Burr was on hand on Friday to present the Bethlehem, N.C., fire department with a grant for $2 million to build a new fire station. Burr called the grant a “great thing” for the area.
“We’re not accustomed to federal dollars in that magnitude finding their way to North Carolina,” Burr said, according to a local newspaper.
The grant, according to the local fire chief, came through the Department of Homeland Security by way of the Federal Emergency Management Agency. That money was allocated through the American Recovery and Reinvestment Act, the $787 billion stimulus measure passed with just three Republican votes in the Senate in February.
Burr was not one of those three votes.
I’m going to go out on a limb and guess that Burr neglected to mention that the fire-department grant wouldn’t exist if it were up to him.

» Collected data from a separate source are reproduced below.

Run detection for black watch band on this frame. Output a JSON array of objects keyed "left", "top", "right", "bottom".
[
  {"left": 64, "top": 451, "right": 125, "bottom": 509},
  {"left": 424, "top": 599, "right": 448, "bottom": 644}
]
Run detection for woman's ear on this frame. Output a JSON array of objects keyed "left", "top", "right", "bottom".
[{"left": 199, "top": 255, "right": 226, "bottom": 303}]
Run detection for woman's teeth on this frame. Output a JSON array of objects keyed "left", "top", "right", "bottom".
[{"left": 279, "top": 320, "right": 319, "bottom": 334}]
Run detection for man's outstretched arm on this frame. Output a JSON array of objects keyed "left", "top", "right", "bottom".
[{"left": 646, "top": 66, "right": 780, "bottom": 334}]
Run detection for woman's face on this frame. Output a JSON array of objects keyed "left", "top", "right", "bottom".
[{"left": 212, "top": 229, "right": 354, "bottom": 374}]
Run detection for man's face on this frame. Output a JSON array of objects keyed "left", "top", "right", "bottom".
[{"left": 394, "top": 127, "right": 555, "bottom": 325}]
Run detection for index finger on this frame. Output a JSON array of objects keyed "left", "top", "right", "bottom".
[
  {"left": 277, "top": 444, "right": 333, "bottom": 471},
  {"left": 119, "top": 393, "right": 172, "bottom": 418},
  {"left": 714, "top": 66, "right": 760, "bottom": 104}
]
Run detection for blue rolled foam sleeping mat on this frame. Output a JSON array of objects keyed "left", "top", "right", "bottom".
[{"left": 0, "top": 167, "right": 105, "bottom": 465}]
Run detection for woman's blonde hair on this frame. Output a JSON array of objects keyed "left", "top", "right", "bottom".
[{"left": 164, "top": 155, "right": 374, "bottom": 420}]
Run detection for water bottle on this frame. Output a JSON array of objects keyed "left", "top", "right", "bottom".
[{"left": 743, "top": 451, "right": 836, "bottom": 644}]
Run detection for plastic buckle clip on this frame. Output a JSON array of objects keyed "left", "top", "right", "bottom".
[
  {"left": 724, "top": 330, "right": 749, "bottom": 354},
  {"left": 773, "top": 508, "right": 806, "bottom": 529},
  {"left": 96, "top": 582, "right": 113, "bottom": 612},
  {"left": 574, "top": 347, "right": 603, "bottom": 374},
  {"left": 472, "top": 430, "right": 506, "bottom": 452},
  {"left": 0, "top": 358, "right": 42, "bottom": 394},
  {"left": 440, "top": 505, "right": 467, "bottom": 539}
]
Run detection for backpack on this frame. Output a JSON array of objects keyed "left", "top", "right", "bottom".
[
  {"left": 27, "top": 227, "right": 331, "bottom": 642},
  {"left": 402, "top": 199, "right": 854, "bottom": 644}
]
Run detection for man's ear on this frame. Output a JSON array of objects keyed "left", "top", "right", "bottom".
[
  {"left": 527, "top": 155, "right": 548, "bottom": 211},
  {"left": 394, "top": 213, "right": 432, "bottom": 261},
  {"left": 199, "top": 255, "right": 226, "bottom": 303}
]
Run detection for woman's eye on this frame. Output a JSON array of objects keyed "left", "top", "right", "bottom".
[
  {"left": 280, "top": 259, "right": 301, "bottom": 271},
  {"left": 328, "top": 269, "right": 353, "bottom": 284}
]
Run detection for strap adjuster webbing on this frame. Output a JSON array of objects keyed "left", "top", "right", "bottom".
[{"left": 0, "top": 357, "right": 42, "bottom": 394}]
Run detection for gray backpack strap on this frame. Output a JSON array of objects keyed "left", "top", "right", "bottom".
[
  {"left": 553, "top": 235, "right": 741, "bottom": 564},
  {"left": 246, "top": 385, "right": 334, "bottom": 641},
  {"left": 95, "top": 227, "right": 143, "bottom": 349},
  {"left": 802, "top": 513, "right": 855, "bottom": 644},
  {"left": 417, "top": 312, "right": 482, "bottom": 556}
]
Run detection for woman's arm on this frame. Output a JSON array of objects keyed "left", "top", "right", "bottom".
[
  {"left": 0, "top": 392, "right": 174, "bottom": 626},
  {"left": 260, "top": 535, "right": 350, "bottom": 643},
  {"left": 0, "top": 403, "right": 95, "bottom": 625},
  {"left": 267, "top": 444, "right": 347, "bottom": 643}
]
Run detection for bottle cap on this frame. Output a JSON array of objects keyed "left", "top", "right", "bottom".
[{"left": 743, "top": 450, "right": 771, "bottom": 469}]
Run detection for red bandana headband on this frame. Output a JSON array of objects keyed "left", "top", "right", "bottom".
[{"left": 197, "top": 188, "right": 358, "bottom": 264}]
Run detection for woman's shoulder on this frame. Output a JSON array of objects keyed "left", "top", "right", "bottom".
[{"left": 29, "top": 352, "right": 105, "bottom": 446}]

It’s a familiar pattern. Republicans aggressively opposed the stimulus proposal earlier this year, insisting that it was a wasteful effort that couldn’t possibly improve the economy (as opposed to, say, a five-year spending freeze, which would have worked wonders). Ever since, the same conservative lawmakers who trashed the recovery bill now believe their area could really use some of those recovery funds, and they love to smile for the cameras when the checks are being distributed.
This started within a couple of weeks of the stimulus package passing, and it’s only become more common since. (In Burr’s case, it’s especially embarrassing — he delivered a weekly Republican Party address in February, denouncing the recovery efforts.)
The DCCC even came up with a “Hypocrisy Hall of Fame” for recovery critics who are “celebrating the benefits of President Obama’s economic recovery bill in their districts.” Last I heard, there 67 GOP lawmakers in the “Hall.”
The DSCC should probably follow suit — and save plenty of room for inductees.